Não perdia as promoções de época. Antes quando era jovem não dava importância,
mas com a idade passou a apreciar lentamente o sabor de cada fruta durante às
sobremesas. À noite não dispensava seu prato de sopa e o pão. Suas análises lhe
diziam que não era com alimentação que devia preocupar-se. Mantinha tudo em
ordem com seus medicamentos habituais já há muitos anos. Não podia queixar-se
da saúde a não ser pelos joelhos que lhe tiravam o humor.
Tinha reservado aquela tarde para
arrumar alguns papéis que há muito adiava. Foi buscar no armário do corredor a
bandeja onde acumulava seu correio. Já não recebia cartas e ali só havia contas
e muita publicidade que nunca deixava de conferir. Havia pr’ali uma caixa de
cartão que ele guardava com correspondência e papéis antigos. Sabia exatamente
o que ali estava guardado. Naquele dia sentiu vontade de rever aqueles papéis.

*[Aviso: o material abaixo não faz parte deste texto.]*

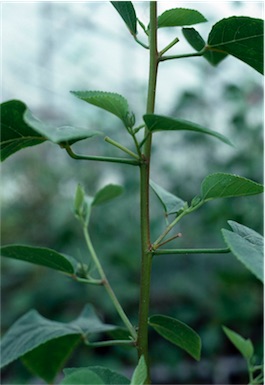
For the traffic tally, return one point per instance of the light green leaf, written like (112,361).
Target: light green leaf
(178,17)
(140,373)
(244,346)
(108,101)
(220,185)
(241,37)
(40,256)
(247,246)
(127,12)
(32,330)
(163,123)
(197,42)
(170,202)
(177,333)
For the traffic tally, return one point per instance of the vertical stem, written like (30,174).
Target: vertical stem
(146,262)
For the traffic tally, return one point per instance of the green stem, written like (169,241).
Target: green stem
(107,286)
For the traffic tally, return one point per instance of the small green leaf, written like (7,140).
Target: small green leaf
(244,346)
(40,256)
(170,202)
(178,17)
(140,373)
(106,194)
(247,246)
(127,12)
(108,101)
(163,123)
(220,185)
(197,42)
(177,333)
(239,36)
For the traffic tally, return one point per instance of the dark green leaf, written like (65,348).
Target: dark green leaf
(40,256)
(15,133)
(178,17)
(220,185)
(244,346)
(177,333)
(32,330)
(247,246)
(197,42)
(241,37)
(170,202)
(163,123)
(127,12)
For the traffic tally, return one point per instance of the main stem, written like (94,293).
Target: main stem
(146,261)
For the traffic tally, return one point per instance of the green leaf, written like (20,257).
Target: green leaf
(244,346)
(140,373)
(170,202)
(32,330)
(241,37)
(93,375)
(108,101)
(163,123)
(127,12)
(59,135)
(177,333)
(247,246)
(40,256)
(178,17)
(106,194)
(197,42)
(15,133)
(220,185)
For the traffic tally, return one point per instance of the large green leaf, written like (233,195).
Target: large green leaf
(40,256)
(93,375)
(220,185)
(244,346)
(32,330)
(177,333)
(178,17)
(241,37)
(164,123)
(170,202)
(109,101)
(127,12)
(247,246)
(197,42)
(15,133)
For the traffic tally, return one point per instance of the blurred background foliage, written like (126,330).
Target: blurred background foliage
(38,186)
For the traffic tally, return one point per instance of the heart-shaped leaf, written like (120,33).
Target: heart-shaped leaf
(247,246)
(157,123)
(177,333)
(240,36)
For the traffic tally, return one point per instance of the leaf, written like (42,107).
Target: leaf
(247,246)
(106,194)
(163,123)
(140,373)
(109,101)
(93,375)
(15,133)
(127,12)
(178,17)
(177,333)
(40,256)
(244,346)
(59,135)
(197,42)
(170,202)
(32,330)
(220,185)
(241,37)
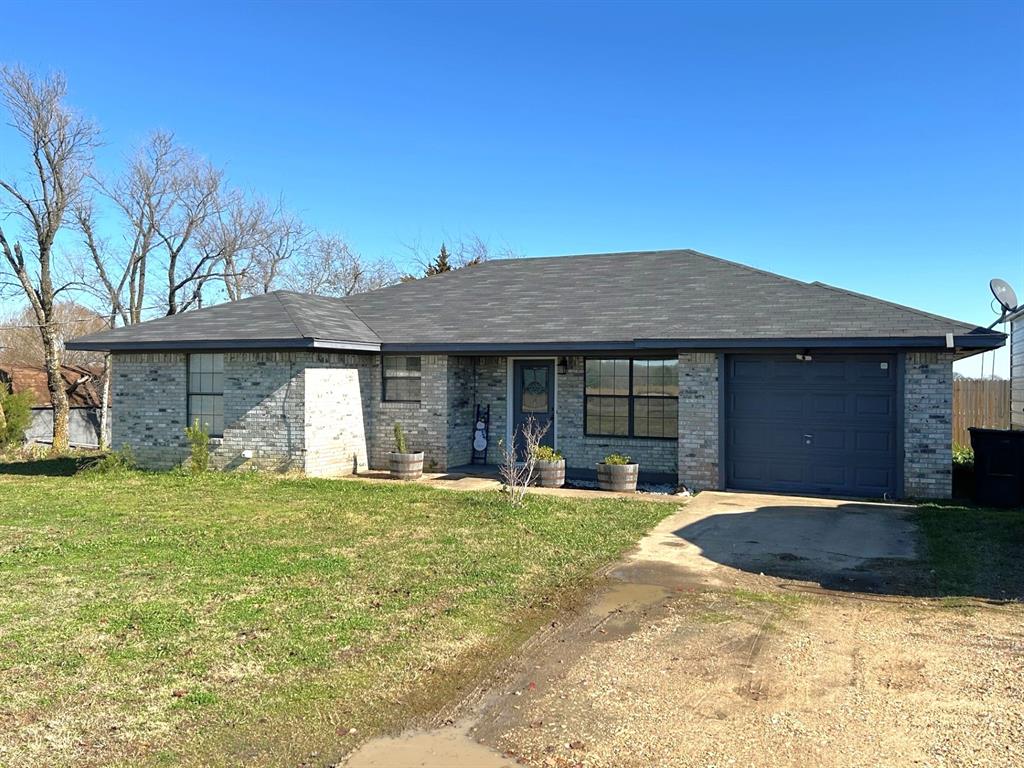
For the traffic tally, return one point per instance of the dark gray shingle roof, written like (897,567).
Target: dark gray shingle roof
(611,299)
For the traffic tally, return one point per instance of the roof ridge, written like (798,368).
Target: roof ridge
(903,307)
(748,267)
(350,308)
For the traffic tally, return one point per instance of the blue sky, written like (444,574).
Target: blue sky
(879,146)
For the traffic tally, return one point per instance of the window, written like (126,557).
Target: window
(632,398)
(206,391)
(401,379)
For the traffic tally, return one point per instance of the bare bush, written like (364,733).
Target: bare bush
(516,474)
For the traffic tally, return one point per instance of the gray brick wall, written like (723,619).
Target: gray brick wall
(491,378)
(150,412)
(698,422)
(264,407)
(461,410)
(928,399)
(425,423)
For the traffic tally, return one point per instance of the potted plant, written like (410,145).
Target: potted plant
(404,466)
(617,472)
(550,467)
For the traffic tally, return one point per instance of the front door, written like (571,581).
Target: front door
(534,397)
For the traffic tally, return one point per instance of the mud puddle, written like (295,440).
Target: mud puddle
(627,597)
(440,748)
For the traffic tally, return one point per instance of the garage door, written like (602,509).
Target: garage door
(823,426)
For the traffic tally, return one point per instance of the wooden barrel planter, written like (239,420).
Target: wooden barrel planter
(551,474)
(407,466)
(621,477)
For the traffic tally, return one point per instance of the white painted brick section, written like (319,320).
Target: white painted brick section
(928,401)
(335,431)
(698,427)
(264,408)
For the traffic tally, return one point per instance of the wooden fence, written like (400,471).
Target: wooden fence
(979,402)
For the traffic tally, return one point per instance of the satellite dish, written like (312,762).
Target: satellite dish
(1004,294)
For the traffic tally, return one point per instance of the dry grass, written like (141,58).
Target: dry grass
(168,620)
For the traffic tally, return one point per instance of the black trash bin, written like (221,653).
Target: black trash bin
(998,466)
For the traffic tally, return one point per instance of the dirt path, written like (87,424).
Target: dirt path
(722,678)
(681,660)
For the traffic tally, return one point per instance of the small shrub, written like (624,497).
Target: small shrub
(399,439)
(17,417)
(617,459)
(199,438)
(963,456)
(547,454)
(114,463)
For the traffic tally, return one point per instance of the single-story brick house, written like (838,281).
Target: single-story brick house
(710,372)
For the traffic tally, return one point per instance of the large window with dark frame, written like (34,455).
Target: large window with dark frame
(402,378)
(206,391)
(632,397)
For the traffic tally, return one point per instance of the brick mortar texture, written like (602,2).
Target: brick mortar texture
(425,423)
(928,399)
(698,420)
(264,407)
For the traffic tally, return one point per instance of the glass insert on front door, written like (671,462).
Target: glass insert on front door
(535,390)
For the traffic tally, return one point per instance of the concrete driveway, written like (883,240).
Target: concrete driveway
(698,650)
(838,544)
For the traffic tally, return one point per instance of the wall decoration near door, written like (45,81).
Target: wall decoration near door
(481,425)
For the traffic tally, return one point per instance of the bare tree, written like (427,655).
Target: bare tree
(20,343)
(260,245)
(329,267)
(465,251)
(190,254)
(60,143)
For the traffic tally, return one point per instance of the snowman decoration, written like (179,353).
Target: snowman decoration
(480,437)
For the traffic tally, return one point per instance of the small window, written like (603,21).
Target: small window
(206,391)
(401,379)
(632,398)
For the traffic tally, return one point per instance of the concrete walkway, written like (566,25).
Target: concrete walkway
(828,541)
(487,480)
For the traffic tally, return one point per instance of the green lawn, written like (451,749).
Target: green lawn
(974,551)
(164,620)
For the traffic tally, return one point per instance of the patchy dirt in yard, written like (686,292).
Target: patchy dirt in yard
(684,659)
(734,678)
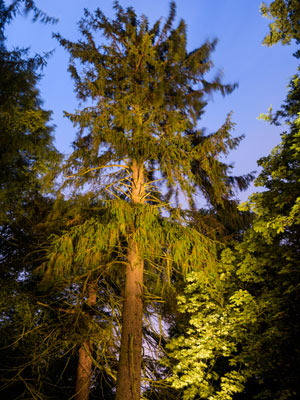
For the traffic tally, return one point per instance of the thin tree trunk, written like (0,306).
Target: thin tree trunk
(84,368)
(130,361)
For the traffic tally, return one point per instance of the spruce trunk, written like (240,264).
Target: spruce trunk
(84,368)
(130,361)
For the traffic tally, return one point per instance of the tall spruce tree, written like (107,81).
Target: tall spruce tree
(138,137)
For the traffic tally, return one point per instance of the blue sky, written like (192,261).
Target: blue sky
(262,73)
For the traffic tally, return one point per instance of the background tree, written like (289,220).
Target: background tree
(243,324)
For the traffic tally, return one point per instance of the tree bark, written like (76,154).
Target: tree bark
(130,360)
(84,368)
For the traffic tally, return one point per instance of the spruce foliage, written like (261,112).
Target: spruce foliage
(139,146)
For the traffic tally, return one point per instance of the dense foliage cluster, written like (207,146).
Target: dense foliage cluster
(114,290)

Cartas antigas, fotografias,
escritos, recortes, postais, alguns telegramas, muitos cartões de Natal. Houve
tempo que o correio trazia mais coisas que contas… deteve-se nas cartas… ia
abrindo-as ao mesmo tempo que sorria e recordava o emitente… lembrava daqueles
acontecimentos que ficaram ali eternizados. Achou entre aquilo tudo um amarrado
de cartas que o fez suspirar… foram cartas trocadas com sua mulher.
Sabia de cor tudo o que ali
estava escrito. Lido e relido tantas vezes, ele ou ela, às vezes liam juntos…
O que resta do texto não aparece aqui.